飯塚事件の再審請求審での経緯を語る徳田靖之弁護士=佐賀市の県弁護士会館

 死刑が執行されながら無罪を求めて再審請求中の実在の殺人事件を題材に「えん罪」について考えるシンポジウムが27日、佐賀市の県弁護士会館であった。事件を担当した弁護士や再審請求事件でDNA鑑定に携わった大学教授らが登壇、捜査手法や裁判での証拠採用の問題点などを論じた。

 取り上げたのは、1992年、福岡県内で女児2人が殺害された「飯塚事件」。殺人などの罪で逮捕された当時50代の男性は、容疑を否認したまま2008年に死刑が執行された。
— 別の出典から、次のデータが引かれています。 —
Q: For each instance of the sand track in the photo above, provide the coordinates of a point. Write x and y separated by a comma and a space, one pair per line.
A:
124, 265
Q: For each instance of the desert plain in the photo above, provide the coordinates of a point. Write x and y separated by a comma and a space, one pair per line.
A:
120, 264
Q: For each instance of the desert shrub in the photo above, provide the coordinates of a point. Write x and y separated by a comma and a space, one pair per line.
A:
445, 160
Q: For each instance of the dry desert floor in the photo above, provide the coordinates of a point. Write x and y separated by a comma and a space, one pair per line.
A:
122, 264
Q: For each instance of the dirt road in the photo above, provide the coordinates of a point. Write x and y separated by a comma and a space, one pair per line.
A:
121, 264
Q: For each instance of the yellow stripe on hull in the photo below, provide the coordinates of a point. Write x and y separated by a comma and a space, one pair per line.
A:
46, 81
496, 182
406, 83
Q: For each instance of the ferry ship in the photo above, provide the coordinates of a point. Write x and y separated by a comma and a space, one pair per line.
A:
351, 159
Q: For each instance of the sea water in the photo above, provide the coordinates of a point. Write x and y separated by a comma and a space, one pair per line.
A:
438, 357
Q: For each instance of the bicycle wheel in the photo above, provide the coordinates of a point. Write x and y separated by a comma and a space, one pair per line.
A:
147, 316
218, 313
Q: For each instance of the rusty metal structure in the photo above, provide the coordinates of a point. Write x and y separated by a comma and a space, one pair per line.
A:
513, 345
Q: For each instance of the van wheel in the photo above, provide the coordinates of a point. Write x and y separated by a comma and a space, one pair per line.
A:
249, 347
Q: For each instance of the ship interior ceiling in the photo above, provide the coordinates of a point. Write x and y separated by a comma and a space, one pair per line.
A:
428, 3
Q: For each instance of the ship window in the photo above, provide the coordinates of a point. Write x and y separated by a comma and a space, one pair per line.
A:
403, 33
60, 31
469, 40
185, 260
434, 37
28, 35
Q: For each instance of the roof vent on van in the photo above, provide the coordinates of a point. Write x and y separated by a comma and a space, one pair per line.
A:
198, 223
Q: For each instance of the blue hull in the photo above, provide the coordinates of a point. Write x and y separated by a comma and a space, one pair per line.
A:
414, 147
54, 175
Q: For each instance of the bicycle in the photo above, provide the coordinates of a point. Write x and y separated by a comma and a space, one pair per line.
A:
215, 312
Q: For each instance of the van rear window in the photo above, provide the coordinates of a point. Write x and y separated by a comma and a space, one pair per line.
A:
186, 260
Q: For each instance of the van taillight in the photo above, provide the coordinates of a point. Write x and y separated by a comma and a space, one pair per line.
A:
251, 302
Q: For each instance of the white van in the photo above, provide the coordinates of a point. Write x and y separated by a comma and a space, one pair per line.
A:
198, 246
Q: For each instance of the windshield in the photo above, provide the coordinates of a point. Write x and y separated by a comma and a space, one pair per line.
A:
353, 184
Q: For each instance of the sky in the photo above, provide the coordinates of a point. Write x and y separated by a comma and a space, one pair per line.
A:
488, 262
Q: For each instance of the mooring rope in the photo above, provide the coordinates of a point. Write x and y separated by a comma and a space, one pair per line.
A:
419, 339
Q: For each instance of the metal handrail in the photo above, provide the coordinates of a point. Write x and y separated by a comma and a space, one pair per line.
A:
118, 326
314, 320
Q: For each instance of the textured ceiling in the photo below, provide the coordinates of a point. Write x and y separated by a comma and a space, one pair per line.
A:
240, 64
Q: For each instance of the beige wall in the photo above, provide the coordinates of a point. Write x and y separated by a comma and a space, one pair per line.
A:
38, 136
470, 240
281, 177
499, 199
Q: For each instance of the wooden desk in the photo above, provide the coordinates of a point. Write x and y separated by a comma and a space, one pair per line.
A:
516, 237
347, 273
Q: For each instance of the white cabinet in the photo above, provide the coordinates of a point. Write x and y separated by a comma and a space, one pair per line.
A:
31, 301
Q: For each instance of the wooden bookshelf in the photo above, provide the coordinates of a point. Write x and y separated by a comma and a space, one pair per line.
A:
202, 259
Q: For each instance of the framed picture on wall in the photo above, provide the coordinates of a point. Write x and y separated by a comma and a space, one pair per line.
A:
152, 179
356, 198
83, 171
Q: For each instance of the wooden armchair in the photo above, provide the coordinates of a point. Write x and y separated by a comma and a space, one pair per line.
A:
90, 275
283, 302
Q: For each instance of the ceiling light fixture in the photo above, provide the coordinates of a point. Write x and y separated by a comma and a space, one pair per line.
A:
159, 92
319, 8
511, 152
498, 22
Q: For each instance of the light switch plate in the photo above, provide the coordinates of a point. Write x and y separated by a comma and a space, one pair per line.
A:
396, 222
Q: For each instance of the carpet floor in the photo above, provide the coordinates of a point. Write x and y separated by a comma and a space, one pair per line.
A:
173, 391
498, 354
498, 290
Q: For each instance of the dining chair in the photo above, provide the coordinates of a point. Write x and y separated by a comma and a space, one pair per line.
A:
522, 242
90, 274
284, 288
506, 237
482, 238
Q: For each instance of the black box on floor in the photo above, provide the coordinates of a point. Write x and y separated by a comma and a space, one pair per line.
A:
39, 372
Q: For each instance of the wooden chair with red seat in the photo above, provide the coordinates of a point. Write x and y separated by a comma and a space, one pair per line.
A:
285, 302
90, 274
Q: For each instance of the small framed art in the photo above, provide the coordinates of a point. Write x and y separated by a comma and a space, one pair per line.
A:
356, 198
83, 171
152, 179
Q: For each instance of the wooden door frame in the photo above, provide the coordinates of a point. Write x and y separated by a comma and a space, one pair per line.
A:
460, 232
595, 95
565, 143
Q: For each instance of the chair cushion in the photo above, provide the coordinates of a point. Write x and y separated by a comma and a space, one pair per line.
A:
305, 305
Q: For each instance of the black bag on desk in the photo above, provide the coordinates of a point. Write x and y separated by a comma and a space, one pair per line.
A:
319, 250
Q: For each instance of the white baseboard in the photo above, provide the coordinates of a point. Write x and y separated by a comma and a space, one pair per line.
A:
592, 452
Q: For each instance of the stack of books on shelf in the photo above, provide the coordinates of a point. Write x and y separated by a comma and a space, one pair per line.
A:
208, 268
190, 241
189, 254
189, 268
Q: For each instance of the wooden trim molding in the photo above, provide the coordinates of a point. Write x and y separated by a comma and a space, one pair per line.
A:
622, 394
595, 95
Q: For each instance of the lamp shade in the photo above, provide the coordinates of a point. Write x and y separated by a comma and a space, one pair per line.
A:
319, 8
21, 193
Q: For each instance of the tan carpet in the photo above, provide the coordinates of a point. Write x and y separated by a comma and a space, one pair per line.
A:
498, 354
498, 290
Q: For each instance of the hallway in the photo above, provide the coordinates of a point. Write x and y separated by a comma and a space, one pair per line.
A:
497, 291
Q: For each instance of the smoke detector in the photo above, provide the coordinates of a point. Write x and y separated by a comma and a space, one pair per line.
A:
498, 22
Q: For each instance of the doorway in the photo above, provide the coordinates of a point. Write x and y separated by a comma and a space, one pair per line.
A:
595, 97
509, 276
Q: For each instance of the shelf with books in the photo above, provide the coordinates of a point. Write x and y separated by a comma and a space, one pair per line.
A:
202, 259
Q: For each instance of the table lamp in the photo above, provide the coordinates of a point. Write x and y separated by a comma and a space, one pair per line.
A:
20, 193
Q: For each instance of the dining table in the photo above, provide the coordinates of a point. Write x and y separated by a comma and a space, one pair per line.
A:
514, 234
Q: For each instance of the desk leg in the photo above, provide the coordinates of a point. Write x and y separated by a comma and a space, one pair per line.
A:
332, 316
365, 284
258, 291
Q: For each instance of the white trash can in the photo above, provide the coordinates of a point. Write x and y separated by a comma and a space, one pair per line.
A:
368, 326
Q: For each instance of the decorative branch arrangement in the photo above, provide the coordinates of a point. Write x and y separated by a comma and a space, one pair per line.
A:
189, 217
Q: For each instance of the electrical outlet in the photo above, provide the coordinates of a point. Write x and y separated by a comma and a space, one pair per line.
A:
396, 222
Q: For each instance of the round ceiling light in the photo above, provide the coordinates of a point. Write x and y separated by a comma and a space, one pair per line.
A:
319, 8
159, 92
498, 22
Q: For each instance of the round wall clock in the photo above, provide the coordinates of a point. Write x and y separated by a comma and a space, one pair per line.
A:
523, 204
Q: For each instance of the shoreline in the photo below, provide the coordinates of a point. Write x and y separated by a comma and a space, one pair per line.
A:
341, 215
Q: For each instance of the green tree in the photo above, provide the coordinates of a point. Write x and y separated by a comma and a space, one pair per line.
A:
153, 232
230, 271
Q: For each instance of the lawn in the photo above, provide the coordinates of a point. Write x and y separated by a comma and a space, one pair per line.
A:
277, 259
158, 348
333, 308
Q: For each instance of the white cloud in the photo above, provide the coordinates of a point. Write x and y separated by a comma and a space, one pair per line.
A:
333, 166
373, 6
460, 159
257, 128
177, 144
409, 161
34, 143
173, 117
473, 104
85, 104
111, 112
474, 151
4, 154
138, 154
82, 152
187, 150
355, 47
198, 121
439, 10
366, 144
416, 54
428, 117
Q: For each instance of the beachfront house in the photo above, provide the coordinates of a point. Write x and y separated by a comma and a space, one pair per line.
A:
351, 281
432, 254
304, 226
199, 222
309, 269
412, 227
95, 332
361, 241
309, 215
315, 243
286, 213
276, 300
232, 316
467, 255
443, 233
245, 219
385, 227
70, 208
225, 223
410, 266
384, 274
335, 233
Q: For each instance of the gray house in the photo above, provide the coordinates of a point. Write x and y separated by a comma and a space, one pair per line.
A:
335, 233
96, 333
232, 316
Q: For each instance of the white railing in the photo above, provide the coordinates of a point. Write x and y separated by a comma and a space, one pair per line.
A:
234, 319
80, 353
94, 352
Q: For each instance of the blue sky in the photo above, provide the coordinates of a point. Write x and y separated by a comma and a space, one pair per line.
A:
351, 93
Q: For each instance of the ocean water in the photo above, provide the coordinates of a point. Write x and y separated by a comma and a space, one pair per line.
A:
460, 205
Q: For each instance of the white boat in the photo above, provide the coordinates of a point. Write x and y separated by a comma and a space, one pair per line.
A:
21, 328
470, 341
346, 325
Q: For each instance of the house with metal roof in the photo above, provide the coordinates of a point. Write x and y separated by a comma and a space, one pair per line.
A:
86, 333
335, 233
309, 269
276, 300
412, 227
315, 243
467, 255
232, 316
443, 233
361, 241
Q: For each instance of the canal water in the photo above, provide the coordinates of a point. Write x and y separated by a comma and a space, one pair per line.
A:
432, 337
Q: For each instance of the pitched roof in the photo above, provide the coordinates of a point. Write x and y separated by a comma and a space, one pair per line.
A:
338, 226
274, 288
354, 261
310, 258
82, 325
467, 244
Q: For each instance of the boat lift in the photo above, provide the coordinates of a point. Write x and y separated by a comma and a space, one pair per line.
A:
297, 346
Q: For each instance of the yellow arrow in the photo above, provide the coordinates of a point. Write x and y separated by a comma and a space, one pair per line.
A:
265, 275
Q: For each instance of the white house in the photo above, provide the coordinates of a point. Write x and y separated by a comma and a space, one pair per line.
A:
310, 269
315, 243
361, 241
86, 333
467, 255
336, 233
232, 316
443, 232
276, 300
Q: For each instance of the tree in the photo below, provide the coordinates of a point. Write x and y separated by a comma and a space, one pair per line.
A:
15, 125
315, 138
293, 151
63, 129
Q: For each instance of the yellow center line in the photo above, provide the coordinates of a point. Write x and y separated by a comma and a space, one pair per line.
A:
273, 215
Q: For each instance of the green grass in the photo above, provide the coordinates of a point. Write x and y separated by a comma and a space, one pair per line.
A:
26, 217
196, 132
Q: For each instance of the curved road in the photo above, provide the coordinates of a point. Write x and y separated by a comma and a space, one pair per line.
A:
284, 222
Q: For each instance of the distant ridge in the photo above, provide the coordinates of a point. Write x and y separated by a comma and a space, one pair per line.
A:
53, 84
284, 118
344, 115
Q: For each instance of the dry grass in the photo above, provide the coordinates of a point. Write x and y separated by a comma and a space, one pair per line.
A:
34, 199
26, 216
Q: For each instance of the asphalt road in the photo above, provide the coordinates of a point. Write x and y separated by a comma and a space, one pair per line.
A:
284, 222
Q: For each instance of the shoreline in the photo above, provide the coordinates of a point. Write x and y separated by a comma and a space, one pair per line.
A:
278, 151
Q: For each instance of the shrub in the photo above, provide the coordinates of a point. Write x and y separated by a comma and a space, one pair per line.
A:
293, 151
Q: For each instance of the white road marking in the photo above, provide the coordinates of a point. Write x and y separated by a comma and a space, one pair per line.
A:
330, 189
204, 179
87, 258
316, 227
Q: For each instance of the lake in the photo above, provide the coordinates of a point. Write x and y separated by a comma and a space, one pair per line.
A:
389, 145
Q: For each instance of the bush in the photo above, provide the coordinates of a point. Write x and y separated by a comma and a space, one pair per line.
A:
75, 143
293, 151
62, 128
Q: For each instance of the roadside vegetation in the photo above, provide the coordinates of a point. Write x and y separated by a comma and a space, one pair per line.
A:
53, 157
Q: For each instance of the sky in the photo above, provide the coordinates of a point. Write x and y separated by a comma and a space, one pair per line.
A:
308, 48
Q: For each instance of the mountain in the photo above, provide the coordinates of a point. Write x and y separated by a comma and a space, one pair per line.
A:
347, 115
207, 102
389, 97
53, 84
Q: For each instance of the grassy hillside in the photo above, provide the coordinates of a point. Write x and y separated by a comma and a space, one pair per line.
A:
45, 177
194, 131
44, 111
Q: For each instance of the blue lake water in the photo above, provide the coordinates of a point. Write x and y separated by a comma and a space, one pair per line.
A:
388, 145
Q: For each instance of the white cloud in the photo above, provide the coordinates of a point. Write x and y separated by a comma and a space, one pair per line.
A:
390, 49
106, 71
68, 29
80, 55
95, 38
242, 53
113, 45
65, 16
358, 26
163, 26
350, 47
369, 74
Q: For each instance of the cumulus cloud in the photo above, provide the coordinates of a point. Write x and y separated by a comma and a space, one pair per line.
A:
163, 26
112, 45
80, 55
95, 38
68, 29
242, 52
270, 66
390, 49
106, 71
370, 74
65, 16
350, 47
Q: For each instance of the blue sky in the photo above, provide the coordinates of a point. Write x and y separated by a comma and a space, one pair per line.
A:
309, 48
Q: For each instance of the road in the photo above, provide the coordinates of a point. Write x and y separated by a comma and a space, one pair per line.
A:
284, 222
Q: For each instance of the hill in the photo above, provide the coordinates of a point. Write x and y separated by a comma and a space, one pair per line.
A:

遺族が再審請求したが、福岡地裁、高裁で棄却され、現在最高裁に特別抗告中。

 講演では、事件を担当した徳田靖之弁護士が再審の現状を説明。国内で前例がない死刑執行後の再審請求に「無罪となれば、死刑制度そのものがなぜ許されるのかという疑問が国に突きつけられる」と強調した。

 法医学が専門の本田克也筑波大教授は、飯塚事件のDNA鑑定について「血液型判定の写真がなかったり、鑑定のネガを部分的にカットし意図的に調整している」と指摘。「法医学者のほとんどが検察支持の立場」とし、裁判官が証拠の客観性を見抜く重要性を訴えた。

 シンポジウムは、10月に徳島市で開催される日本弁護士連合会主催の人権擁護大会のプレイベントとして県弁護士会が企画。県内の若手弁護士や市民ら約70人が参加した。